Thanks for your time on webex.

here is the fun part, we are route leaking on the asr9k, bgp vrf to global and from global to vrf.

the ip address for the vrf exists only on a loopback, no physical ports. we have no mpls just ipv4.

from the debug you provided in the earlier post, we see the packets arrive in the global table and get dropped in lpts.

we need to figure out a way to have these packets be in the vrf. either hit an interface in the vrf, possibly ABF could do this? not 100% sure. something that needs to be tested. "ABF VRF select"

https://community.cisco.com/t5/service-providers-documents/asr9000-xr-abf-acl-based-forwarding/ta-p/3153403

whenever you open a tac case i can take ownership and work with you on this

thanks!

tkarnani · ‎02-08-2020

Hi Team,

just to close on this.

PE1 <> P <> PE2

PE2 is trying to peer its global loopback with a loopback on PE1 in VRF A.

the physical links were are in global space, not vrf. the challenge was the underlay was pure ipv4.

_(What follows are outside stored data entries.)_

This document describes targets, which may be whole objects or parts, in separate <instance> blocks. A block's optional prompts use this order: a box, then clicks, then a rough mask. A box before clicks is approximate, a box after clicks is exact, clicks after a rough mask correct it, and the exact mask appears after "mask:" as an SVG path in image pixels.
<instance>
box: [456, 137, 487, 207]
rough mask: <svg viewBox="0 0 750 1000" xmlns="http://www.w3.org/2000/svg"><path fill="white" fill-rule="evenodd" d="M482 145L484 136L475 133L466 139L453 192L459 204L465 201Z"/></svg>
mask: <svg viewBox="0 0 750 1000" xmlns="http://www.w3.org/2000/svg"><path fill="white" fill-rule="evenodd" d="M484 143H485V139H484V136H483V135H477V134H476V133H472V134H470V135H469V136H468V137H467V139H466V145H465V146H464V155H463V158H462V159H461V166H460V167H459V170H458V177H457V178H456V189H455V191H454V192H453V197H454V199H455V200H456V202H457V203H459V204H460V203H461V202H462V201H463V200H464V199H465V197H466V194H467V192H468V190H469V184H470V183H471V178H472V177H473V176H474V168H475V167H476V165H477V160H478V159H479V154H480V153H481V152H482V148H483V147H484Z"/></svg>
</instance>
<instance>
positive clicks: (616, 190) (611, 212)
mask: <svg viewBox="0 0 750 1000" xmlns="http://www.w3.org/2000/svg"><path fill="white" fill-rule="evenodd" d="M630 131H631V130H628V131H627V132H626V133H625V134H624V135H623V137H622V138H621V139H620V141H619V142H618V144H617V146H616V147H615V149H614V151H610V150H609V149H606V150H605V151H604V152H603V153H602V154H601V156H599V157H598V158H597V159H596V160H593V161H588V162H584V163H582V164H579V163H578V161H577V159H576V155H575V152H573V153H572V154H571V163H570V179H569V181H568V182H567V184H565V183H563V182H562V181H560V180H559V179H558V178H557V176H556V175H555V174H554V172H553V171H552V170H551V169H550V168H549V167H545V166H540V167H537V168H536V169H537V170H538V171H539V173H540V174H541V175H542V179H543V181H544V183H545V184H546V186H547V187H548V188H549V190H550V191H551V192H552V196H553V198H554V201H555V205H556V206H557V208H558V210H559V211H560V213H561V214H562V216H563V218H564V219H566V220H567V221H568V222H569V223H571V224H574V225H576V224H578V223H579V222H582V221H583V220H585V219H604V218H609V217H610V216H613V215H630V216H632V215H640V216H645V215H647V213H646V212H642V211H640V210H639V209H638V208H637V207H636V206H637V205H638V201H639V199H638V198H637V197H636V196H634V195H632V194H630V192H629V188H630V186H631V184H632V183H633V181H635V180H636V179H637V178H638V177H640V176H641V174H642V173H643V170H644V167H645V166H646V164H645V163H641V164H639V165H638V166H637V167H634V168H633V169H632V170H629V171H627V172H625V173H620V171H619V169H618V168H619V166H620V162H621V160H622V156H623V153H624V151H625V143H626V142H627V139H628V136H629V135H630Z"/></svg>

bgp packets reaching PE1, but since it was received in the global space, it was being dropped as it was

received on global table, but not placed in vrf.

originally i thought ABF would help move these packets between global/vrf, however ABF does not touch locally processed packets, just through traffic.

there are really 3 options to fix this.

1. enable l3vpn, this would assign an mpls label per packet, router would know based on labels to move this to vrf.

2. carve out a vrf sub interface all the way through

3. the most easiest, build a gre tunnel between the routers and on PE1 place it in vrf.